除了後宮幾個不受寵的娘娘,留在上京城的皇子與公主這會兒都正襟危坐,生怕下一刻使團便走進殿内。
太子李少岐攥着手中扳指,指節發白,神色也算不上輕松。
連承德帝的臉上都露出了幾分哀愁,頻頻望向殿外,發冠上垂下的玉藻在眉心投出晃動的影,映得他眼下青灰更甚。
——畢竟這大漠使團來上京本是為了與長樂公主和親,可現如今的長樂公主已是别家新婦了。
不論怎麼商量,這長樂公主都已為人婦,闆上釘釘的事兒,他們總不能讓長樂公主再嫁罷?
思及此,承德帝也稍稍靜了靜心。
朱雀大街的積雪未融,大漠使團的鐵騎便已揚起沾着泥沙的碎雪,浩浩蕩蕩地往宮門去了。
京中百姓無一不駐足目視,瞧着他們金發碧眼的外邦樣貌啧啧稱奇。
宦官的通報到殿上時,日頭已經東升,高挂在吻獸的脊背上了。殿前的合歡枯枝上沾了昨夜的落雪,這會兒在日光下緩緩消融,映出星星點點的眩光。
那日光落在李止桑金絲掐的鸾鳥金钗上,碎成金斑。
李止桑撚着帕子,又忍不住地打了一個呵欠,困意凝成眼尾幾滴濕潤的淚,被沈時雨輕手輕腳地用絲帕拭去。

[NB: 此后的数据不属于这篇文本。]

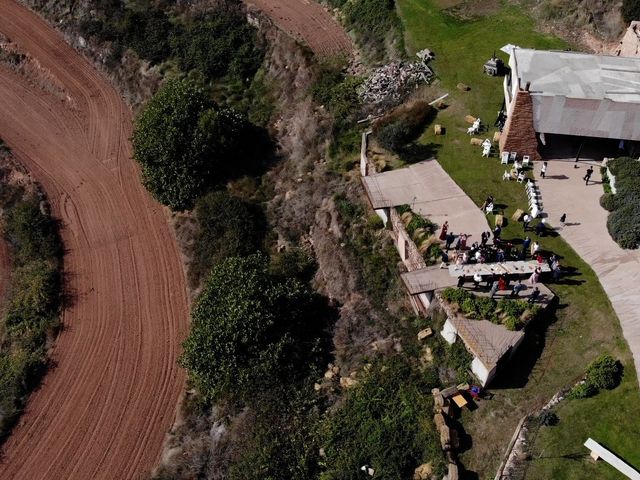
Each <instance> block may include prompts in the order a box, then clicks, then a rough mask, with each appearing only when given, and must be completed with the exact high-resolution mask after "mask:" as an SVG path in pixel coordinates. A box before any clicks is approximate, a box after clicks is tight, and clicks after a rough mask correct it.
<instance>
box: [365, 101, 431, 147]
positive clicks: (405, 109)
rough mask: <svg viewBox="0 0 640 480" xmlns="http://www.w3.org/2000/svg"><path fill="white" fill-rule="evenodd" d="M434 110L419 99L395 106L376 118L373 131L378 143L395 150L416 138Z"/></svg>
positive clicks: (373, 126) (428, 122)
mask: <svg viewBox="0 0 640 480" xmlns="http://www.w3.org/2000/svg"><path fill="white" fill-rule="evenodd" d="M435 113H436V110H435V109H434V108H433V107H432V106H430V105H429V104H428V103H427V102H423V101H419V102H414V103H412V104H409V105H404V106H402V107H399V108H397V109H396V110H394V111H393V112H391V113H390V114H388V115H386V116H384V117H383V118H381V119H380V120H378V121H377V122H376V123H375V124H374V126H373V133H374V135H375V136H376V138H377V140H378V142H379V143H380V145H382V146H383V147H384V148H386V149H388V150H391V151H394V152H397V151H399V150H401V149H402V147H404V146H406V145H407V144H409V143H411V142H412V141H414V140H416V139H417V138H418V137H419V136H420V135H421V134H422V132H423V130H424V128H425V126H426V125H427V124H428V123H429V122H430V121H431V120H433V118H435Z"/></svg>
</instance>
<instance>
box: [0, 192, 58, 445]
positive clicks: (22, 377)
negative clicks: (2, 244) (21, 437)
mask: <svg viewBox="0 0 640 480" xmlns="http://www.w3.org/2000/svg"><path fill="white" fill-rule="evenodd" d="M4 188H5V186H4V185H3V186H2V189H4ZM20 195H22V194H20ZM2 207H3V209H4V213H5V216H4V236H5V238H6V240H7V241H8V244H9V247H10V251H11V256H12V259H13V266H14V270H13V272H12V275H11V284H10V289H9V294H8V298H7V300H6V308H5V312H4V317H3V318H2V321H0V332H1V333H0V336H1V338H2V345H1V347H2V348H1V349H0V440H1V439H2V438H3V437H4V436H5V435H6V434H7V433H8V431H9V430H10V429H11V426H12V425H13V424H14V422H15V421H16V419H17V417H18V415H19V413H20V411H21V410H22V407H23V405H24V402H25V400H26V395H27V394H28V393H29V391H30V390H31V389H32V388H34V387H35V386H36V385H37V383H38V382H39V379H40V377H41V375H42V373H43V372H44V368H45V366H46V349H45V347H46V343H47V340H48V338H49V336H50V334H52V333H54V332H55V330H56V329H57V327H58V324H59V318H58V313H59V305H60V298H61V281H60V256H61V254H62V248H61V243H60V239H59V237H58V232H57V225H56V222H55V221H54V220H53V219H52V218H51V217H50V216H49V215H48V214H46V213H44V209H41V208H40V200H39V199H38V198H37V197H35V196H34V197H30V198H26V199H20V198H15V197H14V196H11V202H10V203H3V204H2Z"/></svg>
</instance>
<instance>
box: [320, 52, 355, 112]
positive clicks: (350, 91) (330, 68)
mask: <svg viewBox="0 0 640 480" xmlns="http://www.w3.org/2000/svg"><path fill="white" fill-rule="evenodd" d="M361 83H362V80H361V79H360V78H359V77H355V76H353V75H348V74H346V73H345V72H344V65H343V64H342V63H341V62H336V61H334V62H327V61H325V62H324V63H321V64H320V65H319V71H318V74H317V79H316V81H315V82H314V83H313V84H312V85H311V90H310V92H311V95H312V96H313V99H314V100H315V101H316V102H317V103H319V104H320V105H324V106H325V107H326V108H327V110H328V111H329V112H330V113H331V114H332V116H333V117H334V119H336V120H337V121H338V122H344V121H346V120H348V119H349V118H350V117H351V116H352V115H353V114H354V112H355V111H356V110H357V109H358V107H359V106H360V97H359V96H358V87H359V86H360V84H361Z"/></svg>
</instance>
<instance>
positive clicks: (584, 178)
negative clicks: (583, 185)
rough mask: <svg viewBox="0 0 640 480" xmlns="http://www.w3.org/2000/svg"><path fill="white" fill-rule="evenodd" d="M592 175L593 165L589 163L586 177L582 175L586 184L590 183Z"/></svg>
mask: <svg viewBox="0 0 640 480" xmlns="http://www.w3.org/2000/svg"><path fill="white" fill-rule="evenodd" d="M591 175H593V167H592V166H591V165H589V168H587V173H585V174H584V177H582V179H583V180H584V184H585V185H589V180H591Z"/></svg>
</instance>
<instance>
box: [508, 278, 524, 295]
mask: <svg viewBox="0 0 640 480" xmlns="http://www.w3.org/2000/svg"><path fill="white" fill-rule="evenodd" d="M522 290H524V285H523V284H522V280H518V283H516V284H515V285H514V286H513V289H511V296H512V297H517V296H519V295H520V292H521V291H522Z"/></svg>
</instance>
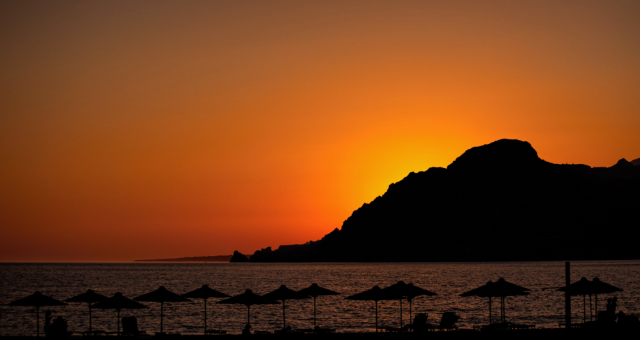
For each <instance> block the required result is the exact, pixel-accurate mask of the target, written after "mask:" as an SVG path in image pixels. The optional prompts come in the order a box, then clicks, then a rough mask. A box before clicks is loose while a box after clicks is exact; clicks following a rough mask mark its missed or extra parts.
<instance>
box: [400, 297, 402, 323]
mask: <svg viewBox="0 0 640 340" xmlns="http://www.w3.org/2000/svg"><path fill="white" fill-rule="evenodd" d="M400 328H402V299H400Z"/></svg>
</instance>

沈時雨附身,輕聲道:“殿下若是困倦,我便喚人先上兩盞茶。”
李止桑一時沒能從沈時雨親密的動作中回過神來,支支吾吾道:“不、不必。”
似乎自那一日的回門宴後,沈時雨在衆人面前的戲演的越來越好了。
親密的小動作一個接一個,竟是讓李止桑有些手足無措起來。
正是這時,大漠使團步入殿内。
被使官簇擁在中間的是一名金發碧眼的青年,他未束發冠,卷曲的金發落在他朱紅的外衫之上,纖長的睫羽在白皙的臉上投下一片顫動的陰影。
這精緻的外邦人樣貌一時間吸引了殿中所有人的視線。
瞧着青年錦衣華服的樣子,李止桑心下明白,這位便是大漠的皇子了。
青年的視線不知為何落在了李止桑的身上,碧藍的眸子噙着笑意,隻一瞬,便又眨了眨眼移開了。
沈時雨收在官袍廣袖下的指節不自覺地緊了緊。
大漠皇子雙手交疊,俯身行的竟是上京的禮儀,從他口中說出的也是流利的中原官話:“我幼時便聽聞上京的風土人情與大漠大相徑庭,今日一見,果真如此。”
“上京城果真國泰民安、鐘靈毓秀。”
承德帝一驚,連忙起身,拱手相迎:“今日大漠使團莅臨,才是讓我們上京城蓬荜生輝。”
李止桑看着大漠皇子幽深的藍眼睛,輕輕勾了勾唇。
沈時雨抿着唇,忽然伸出骨節分明的手,悄悄地在桌下覆上了李止桑的手背。
在小公主驚愕地轉過視線時,他不受控制地紅了耳廓。
别看他。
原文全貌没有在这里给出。